II. La validation d’un contrôle de conformité affranchi des contraintes formelles et privées
Après avoir écarté les conclusions contre l’autorisation de travaux, la Cour examine la légalité du certificat de conformité. Elle en confirme la validité en admettant la possibilité d’un contrôle par phases successives (A) et en réaffirmant l’indépendance de ce contrôle vis-à-vis des règles de droit privé (B).
A. L’admission d’un certificat de conformité partiel
La requérante soutenait que le certificat de conformité était illégal au motif qu’il ne portait que sur une partie des travaux autorisés, en l’occurrence ceux du rez-de-chaussée. La Cour rejette cet argument en adoptant une lecture souple et pragmatique des textes. Elle constate qu’« aucune disposition réglementaire n’interdit à l’autorité administrative compétente de constater la conformité par phasage achevé du projet » et qu’il « peut être délivré des certificats de conformité partiels pour chaque phase réalisée ». Cette solution reconnaît la réalité pratique des chantiers d’envergure, qui sont souvent menés par étapes successives.
Le juge balaie également l’argument tiré de l’absence de production d’une déclaration destinée au service des contributions, considérant que pour de simples travaux de réaménagement intérieur d’un bâtiment déjà existant et identifié, cette formalité n’était pas impérative. De même, l’absence de dépôt de la déclaration d’achèvement des travaux en mairie est jugée « sans incidence sur la légalité du certificat de conformité ». À travers ces rejets, la Cour manifeste une volonté de ne pas sanctionner des vices purement formels qui ne remettent pas en cause la substance même du contrôle opéré par l’administration : la conformité matérielle des travaux réalisés avec l’autorisation accordée.
B. La réaffirmation de l’étanchéité du contrôle aux rapports de droit privé
Le dernier argument de la requérante portait sur le fait que les travaux avaient été réalisés sans l’accord du bailleur, en violation du bail commercial. La Cour écarte ce moyen en rappelant un principe fondamental du droit de l’urbanisme : l’indépendance des législations.

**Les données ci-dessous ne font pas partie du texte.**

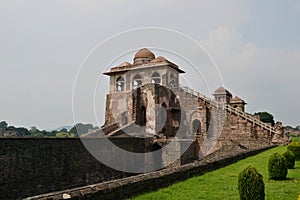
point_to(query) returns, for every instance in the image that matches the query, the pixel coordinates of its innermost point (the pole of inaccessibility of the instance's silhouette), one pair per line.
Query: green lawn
(222, 183)
(295, 139)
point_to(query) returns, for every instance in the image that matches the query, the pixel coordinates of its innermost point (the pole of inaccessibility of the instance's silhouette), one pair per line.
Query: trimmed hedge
(290, 159)
(295, 148)
(277, 167)
(251, 184)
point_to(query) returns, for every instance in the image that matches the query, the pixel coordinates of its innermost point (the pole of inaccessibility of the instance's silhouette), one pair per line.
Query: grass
(222, 183)
(295, 139)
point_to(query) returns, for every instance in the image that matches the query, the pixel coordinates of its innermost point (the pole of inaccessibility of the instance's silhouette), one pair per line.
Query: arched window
(120, 84)
(137, 81)
(196, 125)
(172, 80)
(155, 78)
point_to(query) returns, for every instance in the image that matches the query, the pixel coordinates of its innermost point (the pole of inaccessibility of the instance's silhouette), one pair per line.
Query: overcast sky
(255, 44)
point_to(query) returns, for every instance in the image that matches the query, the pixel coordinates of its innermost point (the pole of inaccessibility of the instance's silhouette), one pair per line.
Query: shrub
(251, 184)
(290, 159)
(295, 148)
(277, 167)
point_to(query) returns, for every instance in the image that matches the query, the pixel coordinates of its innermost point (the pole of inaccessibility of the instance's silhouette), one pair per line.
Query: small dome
(236, 98)
(124, 64)
(159, 59)
(222, 90)
(144, 53)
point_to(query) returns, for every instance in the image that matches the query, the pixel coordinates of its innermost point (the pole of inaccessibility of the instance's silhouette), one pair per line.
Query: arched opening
(155, 78)
(120, 84)
(124, 117)
(165, 119)
(143, 116)
(196, 127)
(137, 81)
(172, 80)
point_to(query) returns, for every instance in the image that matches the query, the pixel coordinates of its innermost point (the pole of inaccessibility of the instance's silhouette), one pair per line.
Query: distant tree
(266, 117)
(33, 130)
(80, 129)
(64, 130)
(23, 131)
(62, 134)
(3, 124)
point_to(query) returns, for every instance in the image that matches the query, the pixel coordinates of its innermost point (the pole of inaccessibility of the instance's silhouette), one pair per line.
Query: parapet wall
(31, 166)
(128, 187)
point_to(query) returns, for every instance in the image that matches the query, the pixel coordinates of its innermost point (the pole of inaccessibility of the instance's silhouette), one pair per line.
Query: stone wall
(128, 187)
(31, 166)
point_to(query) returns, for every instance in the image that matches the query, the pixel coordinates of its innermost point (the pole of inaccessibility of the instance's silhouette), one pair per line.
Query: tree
(266, 117)
(80, 129)
(64, 130)
(3, 124)
(22, 131)
(251, 184)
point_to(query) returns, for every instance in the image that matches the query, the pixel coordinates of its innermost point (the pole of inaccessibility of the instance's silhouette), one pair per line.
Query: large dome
(144, 53)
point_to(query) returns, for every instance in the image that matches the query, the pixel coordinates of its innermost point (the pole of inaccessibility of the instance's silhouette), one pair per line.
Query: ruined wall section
(243, 133)
(118, 108)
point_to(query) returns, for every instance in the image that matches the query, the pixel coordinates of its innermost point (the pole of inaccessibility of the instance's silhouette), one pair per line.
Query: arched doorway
(196, 127)
(143, 116)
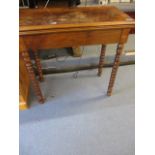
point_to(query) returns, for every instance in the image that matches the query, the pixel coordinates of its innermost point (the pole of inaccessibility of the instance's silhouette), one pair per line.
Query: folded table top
(79, 17)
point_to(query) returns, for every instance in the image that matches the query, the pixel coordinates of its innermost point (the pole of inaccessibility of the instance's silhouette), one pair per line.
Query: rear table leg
(101, 61)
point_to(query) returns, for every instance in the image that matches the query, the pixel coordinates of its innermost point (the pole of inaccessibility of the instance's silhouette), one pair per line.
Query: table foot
(35, 83)
(101, 61)
(115, 68)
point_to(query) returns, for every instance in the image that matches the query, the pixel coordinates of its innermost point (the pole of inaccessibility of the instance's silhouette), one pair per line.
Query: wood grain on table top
(35, 19)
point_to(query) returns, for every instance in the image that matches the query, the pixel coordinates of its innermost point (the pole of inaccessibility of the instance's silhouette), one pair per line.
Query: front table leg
(115, 68)
(101, 61)
(31, 74)
(38, 65)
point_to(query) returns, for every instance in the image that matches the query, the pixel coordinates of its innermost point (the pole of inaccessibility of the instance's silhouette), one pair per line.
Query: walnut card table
(69, 27)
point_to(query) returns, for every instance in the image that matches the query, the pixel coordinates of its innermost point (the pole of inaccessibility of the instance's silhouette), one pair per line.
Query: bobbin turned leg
(115, 68)
(38, 65)
(101, 61)
(31, 74)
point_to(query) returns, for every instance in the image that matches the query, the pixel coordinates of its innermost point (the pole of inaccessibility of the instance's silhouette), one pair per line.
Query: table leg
(115, 68)
(38, 65)
(31, 75)
(101, 61)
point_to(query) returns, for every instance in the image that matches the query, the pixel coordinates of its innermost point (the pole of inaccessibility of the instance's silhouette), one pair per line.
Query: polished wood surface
(39, 19)
(72, 27)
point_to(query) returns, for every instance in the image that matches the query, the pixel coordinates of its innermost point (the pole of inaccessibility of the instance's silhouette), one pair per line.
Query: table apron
(69, 39)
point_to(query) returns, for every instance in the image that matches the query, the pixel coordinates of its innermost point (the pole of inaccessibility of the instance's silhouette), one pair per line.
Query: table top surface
(35, 19)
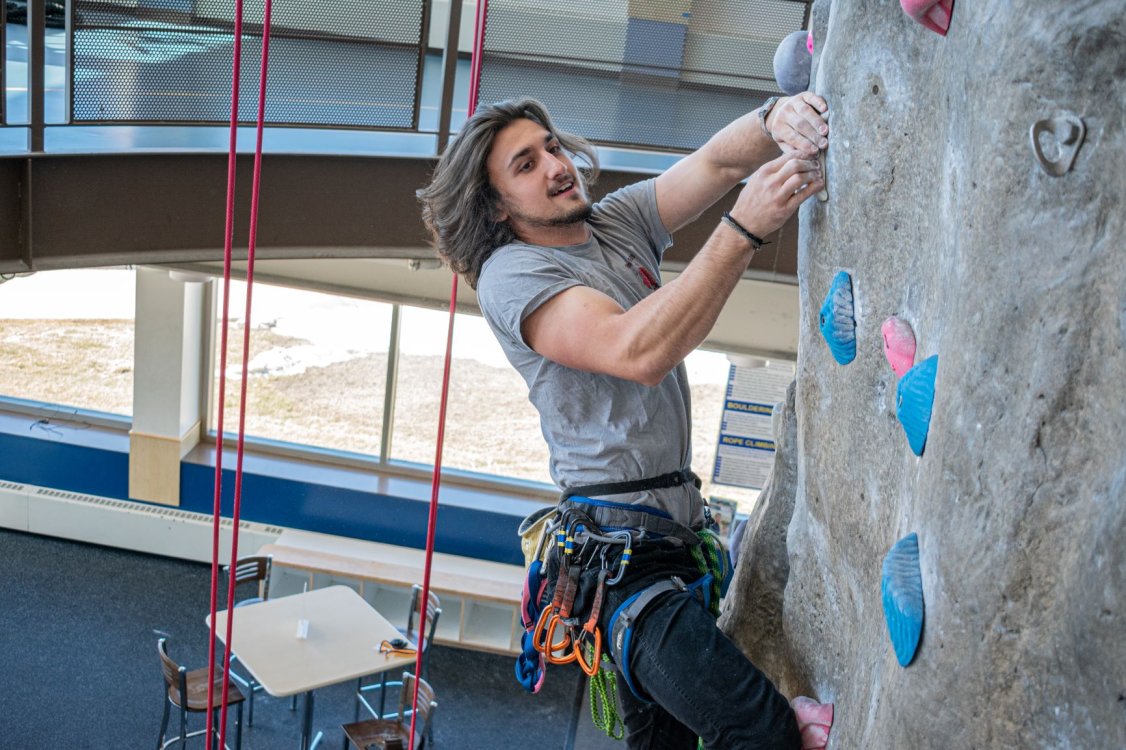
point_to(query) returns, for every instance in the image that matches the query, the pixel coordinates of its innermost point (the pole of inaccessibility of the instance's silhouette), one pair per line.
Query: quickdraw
(555, 636)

Elle énonce clairement que « le certificat de conformité a pour seul objet de constater la conformité des travaux réalisés avec ceux prévus par l’autorisation de travaux ». Par conséquent, les questions relatives à l’exécution d’un contrat de bail et au respect des droits des propriétaires relèvent exclusivement du juge judiciaire et ne peuvent être utilement invoquées devant le juge administratif pour contester la validité d’un acte d’urbanisme.
La Cour précise que l’article LP. 114-6 du code de l’aménagement, qui impose au bénéficiaire d’une autorisation d’obtenir les accords de droit privé nécessaires, s’applique à l’autorisation de travaux elle-même et non au certificat de conformité. Cette distinction est essentielle : si l’administration doit s’assurer, en amont, que le projet ne se heurte pas à des impossibilités juridiques manifestes, son contrôle, au stade de la conformité, se limite à une vérification technique et matérielle. Cette décision réaffirme ainsi la séparation stricte entre la police de l’urbanisme, qui vise la protection de l’intérêt général, et la protection des droits privés, qui relève d’un autre ordre de juridiction.